Release Notes 8.1.0
Platform
New Features
- New Analytics Dashboard
- Issues At-A-Glance with a summary of issues organized by Rule Category and Severity
- Heatmap to show the top 10 devices with the highest number of issues
- The average and median number of issues per day per device, % of total issues from top 10 devices to help identify ‘problematic’ devices
- A new ‘Connection Counts’ graph with a line to show the average number of connections
Improvements
- Offline Upgrade process – eliminated the manual steps by using the ‘pre-offline’ command (available after upgrade)

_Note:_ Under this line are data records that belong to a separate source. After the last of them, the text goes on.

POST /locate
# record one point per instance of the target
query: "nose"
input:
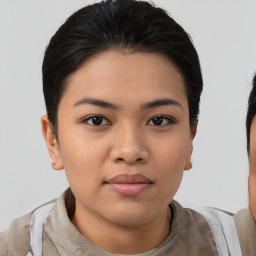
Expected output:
(129, 146)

- Persist the customer’s issued SSL certificate parameters through upgrades in order to eliminate the need for manual post-upgrade settings (available after the upgrade)
- Create support for persistent applications’ config files in order to eliminate manual post-upgrade settings (available after the upgrade)
- Alert Exports – added new fields (vendor, OS name, OS version).
Note: alerts created prior to 8.1 will not contain these fields
Bug Fixes
- FRONT-3827 Audit Log – display ‘Device Suspended’ activity
- FRONT-3829 Rule Configuration – enforce the selection of devices/labels to new configurations
- FRONT-3830 Device Page – added the ability to assign multiple devices to a label
- FRONT-3832 Issue Export – corrected timestamps, added vendor/os-version/revalidation-date
- FRONT-3833 Knowledge Explorer – avoid showing the same Automation Playbook repeatedly
- FRONT-3835 Custom Report – avoid displaying empty new reports until the browser is refreshed
- FRONT-3847 Knowledge Explorer – System rules – allow changes to be saved without device/label assignment
Knowledge
New Releases
- Support for Check Point release R81.20
- Support for Palo Alto Networks NGFW release 11.x
New Features
- New Auto Detect Elements for Check Point GAiA
- Alert if IPS is bypassed
- Alert if Dynamic Balancing Status if ‘OFF”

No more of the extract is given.